本作には舞台オリジナルキャラクターとしてナンバ(演:山本一慶)、平沼(演:泉見洋平)が登場する。彼らの登場によりストーリーはより捩れ、転がっていくことに。その顛末とともに、人でなくなった者はどんな決意を抱き、終わらぬ生を受け止めるのか。この作品ならではの結末を劇場や配信で見届けてほしい。
生のサウンドと鼓動が重なる歌唱シーン
本作はロックミュージカルと銘打たれている。劇場ではバンドによる生演奏が観客を迎えてくれ、そのサウンドは登場人物たちの気持ちとリンクするように、ときに激しくときに切なく物語を飾り、生演奏でしか味わえない躍動感を生み出していた。
観客の耳に届くサウンドは、言わば生まれたての音だ。それはヴァンパイアとして生まれたばかりの栗栖や山上の姿に重なった。

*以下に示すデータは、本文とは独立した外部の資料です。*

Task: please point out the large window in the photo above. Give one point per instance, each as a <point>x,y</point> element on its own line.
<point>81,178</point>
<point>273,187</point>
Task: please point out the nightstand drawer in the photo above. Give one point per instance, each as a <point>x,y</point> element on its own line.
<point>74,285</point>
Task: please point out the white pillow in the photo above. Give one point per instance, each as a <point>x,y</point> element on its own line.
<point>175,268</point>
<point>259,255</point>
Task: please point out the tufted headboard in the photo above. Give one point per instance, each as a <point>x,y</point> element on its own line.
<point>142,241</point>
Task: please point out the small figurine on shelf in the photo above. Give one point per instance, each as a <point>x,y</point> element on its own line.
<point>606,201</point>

軍人として零機関で任務をこなしながらも、彼らの中にはまだ整理しきれないいくつもの感情が渦巻いている。その葛藤や言葉にできない想い、魂の叫びのようなものが生バンドの音に幾層にも重なっていくように感じられた。そんな、音によって生まれる臨場感もぜひ味わってもらいたい。
▲やりとりが微笑ましい栗栖と山上
そしてもちろん忘れてはならないのが、実力派揃いのキャストによる歌唱シーンだ。なかでも人間からヴァンパイアへ、という変化の渦中にいる栗栖と山上を演じる太田と柳瀬の歌声は圧巻。

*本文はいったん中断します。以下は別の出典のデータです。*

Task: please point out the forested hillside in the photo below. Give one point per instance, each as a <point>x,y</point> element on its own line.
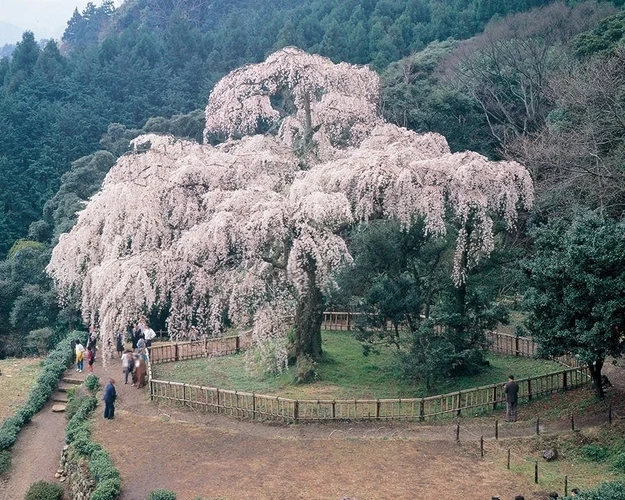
<point>510,79</point>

劇団四季でも活躍していた柳瀬は今作では歌唱指導も務めている。絶品ともいえるその歌声を堪能できるというだけで、ミュージカルファンにとっては一見の価値ありと言えるだろう。
栗栖はヴァンパイアという特異な存在の中の、さらに稀有な「ランクA」という逸材。ヴァンパイアになったことに加え、ある種、孤独な立場に置かれている。その上、幼馴染・葵への割り切れない想いも抱えている。
全ての感情がグラデーションになっているような状態を、太田は歌で繊細に表現していた。状況の変化とともに移ろっていく栗栖の心情を、彼の音色から感じ取ることができるはずだ。
グランドミュージカルに多数出演してきた泉見洋平や、アーティストとしても活動するKIMERUが名を連ねる本作は、音楽を聞くというよりも浴びるつもりで観劇に臨んでもいいかもしれない。それほどに濃い音と芝居の融合が楽しめる作品である。
見どころを紹介、全キャラレポート
ここからは全キャラレポートを紹介する。ネタバレを避けるためキャラクターについては多くを語れないが、それぞれの見どころをお届けしたい。
まずは零機関。所属するのは栗栖と山上、スワ(演:糸川耀士郎)、タケウチ(演:平野良)の4人だ。
すでに数百年生きているスワはどこか浮世離れした雰囲気の持ち主。すべてを達観しているように見えて、意外と人間臭い部分を糸川が好演していた。
▲スワのマスクが外れる瞬間があるのかどうかも注目ポイント
怪演という言葉が似合うのは、マッドサイエンティストなタケウチを演じる平野だろう。ヴァンパイアというものへの考え方も自分の在り方も、周りとはちょっと違った捉え方をしているタケウチを、いい意味で気味悪く表現していた。ソロ曲では「そういうテイストで来るか!」という意外性を楽しんでもらいたい。
▲掴みどころのないタケウチに零機関だけでなく観客も翻弄される
新人コンビとなる栗栖と山上は、まさに人間とヴァンパイアの境界線上にいるような存在。彼らを通じて、観客はヴァンパイアの苦悩に触れていくことになる。
2人のバディ感のバランスが絶妙で、年下だけどランクAの栗栖と年上だけどランク外の山上という組み合わせは、好きな人にはたまらない関係性だろう。2人はその役どころ故に全編を通して見どころが多いが、ぜひ2人のペア感にも注目してみてほしい。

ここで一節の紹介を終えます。